The hill around the cathedral was landscaped into a park in the 19th century, and today it is one of the loveliest urban parks in the Baltic, a wooded crown to the small university city below. Monuments dot the paths. Karl Ernst von Baer (1792-1876), the great natural scientist and embryologist born in Estonia and educated at Dorpat, sits in bronze. Kristjan Jaak Peterson (1801-1822), regarded as the first Estonian poet, who died of tuberculosis at twenty-one, is here. The Russian surgeon Nikolay Pirogov (1810-1881), a pioneer of field surgery and ether anesthesia. The folklorist Friedrich Robert Faehlmann (1798-1850), who began collecting the source material that became Estonia's national epic Kalevipoeg. The Inglisild, the Angel Bridge spanning the path down to the lower town, was built between 1814 and 1816; the name probably comes from a corruption of Englische Brucke, English bridge, and the relief in the middle commemorates the first rector of the refounded university, Georg Friedrich Parrot, with the Latin inscription Otium reficit vires, leisure renews the powers.

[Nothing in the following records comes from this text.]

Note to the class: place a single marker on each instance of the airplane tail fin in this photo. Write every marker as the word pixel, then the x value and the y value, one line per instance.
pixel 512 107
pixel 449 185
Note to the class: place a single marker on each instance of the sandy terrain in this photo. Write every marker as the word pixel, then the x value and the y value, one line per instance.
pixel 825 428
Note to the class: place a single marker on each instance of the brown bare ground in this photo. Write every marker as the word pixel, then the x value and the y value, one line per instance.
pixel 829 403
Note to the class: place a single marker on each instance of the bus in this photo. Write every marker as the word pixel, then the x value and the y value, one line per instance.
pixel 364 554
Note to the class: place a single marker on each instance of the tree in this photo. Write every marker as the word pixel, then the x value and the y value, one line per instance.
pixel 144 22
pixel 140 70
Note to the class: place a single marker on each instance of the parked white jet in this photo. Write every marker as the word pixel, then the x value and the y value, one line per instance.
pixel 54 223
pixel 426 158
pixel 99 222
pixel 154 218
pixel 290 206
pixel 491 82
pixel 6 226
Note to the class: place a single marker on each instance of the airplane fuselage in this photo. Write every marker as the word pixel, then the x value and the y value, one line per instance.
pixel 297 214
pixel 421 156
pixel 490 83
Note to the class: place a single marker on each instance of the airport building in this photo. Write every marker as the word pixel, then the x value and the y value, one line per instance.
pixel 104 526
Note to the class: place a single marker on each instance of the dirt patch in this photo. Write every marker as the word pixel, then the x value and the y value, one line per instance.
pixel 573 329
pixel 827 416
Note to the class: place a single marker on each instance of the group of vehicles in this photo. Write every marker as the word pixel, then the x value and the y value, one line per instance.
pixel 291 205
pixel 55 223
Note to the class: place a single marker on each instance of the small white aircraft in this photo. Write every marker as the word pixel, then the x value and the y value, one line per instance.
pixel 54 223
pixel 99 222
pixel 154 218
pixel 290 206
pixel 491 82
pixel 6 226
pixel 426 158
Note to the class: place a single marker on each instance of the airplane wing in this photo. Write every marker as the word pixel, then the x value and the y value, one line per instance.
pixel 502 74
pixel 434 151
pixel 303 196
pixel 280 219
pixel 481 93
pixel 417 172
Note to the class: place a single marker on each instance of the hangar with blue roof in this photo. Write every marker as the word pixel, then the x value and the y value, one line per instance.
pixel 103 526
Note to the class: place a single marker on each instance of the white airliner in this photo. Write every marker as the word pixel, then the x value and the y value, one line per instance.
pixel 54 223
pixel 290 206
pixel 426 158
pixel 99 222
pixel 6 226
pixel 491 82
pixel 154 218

From the air, Toomemagi is the green tree-covered crown over the small dense Old Town of Tartu, the Emajogi River curving past to the south. The cathedral ruins sit on the highest part of the hill, the truncated towers visible against the canopy. Below them the Town Hall Square fans out toward the river. Tartu is small enough that in a single overflight at 3,000 feet you can see the cathedral, the university buildings, the Stone Bridge sites, and the river bend that the city has occupied since the Estonians first fortified this hill, more than a thousand years ago.
Tartu Cathedral ruins sit at 58.38 N, 26.72 E on Toomemagi hill above the Emajogi River. View from 3,000-5,000 feet to see the wooded park, the truncated towers, and the Tartu Old Town below. Tartu Airport (EETU) is 8 km south. Tallinn (EETN) is 187 km northwest. Best visibility April through October.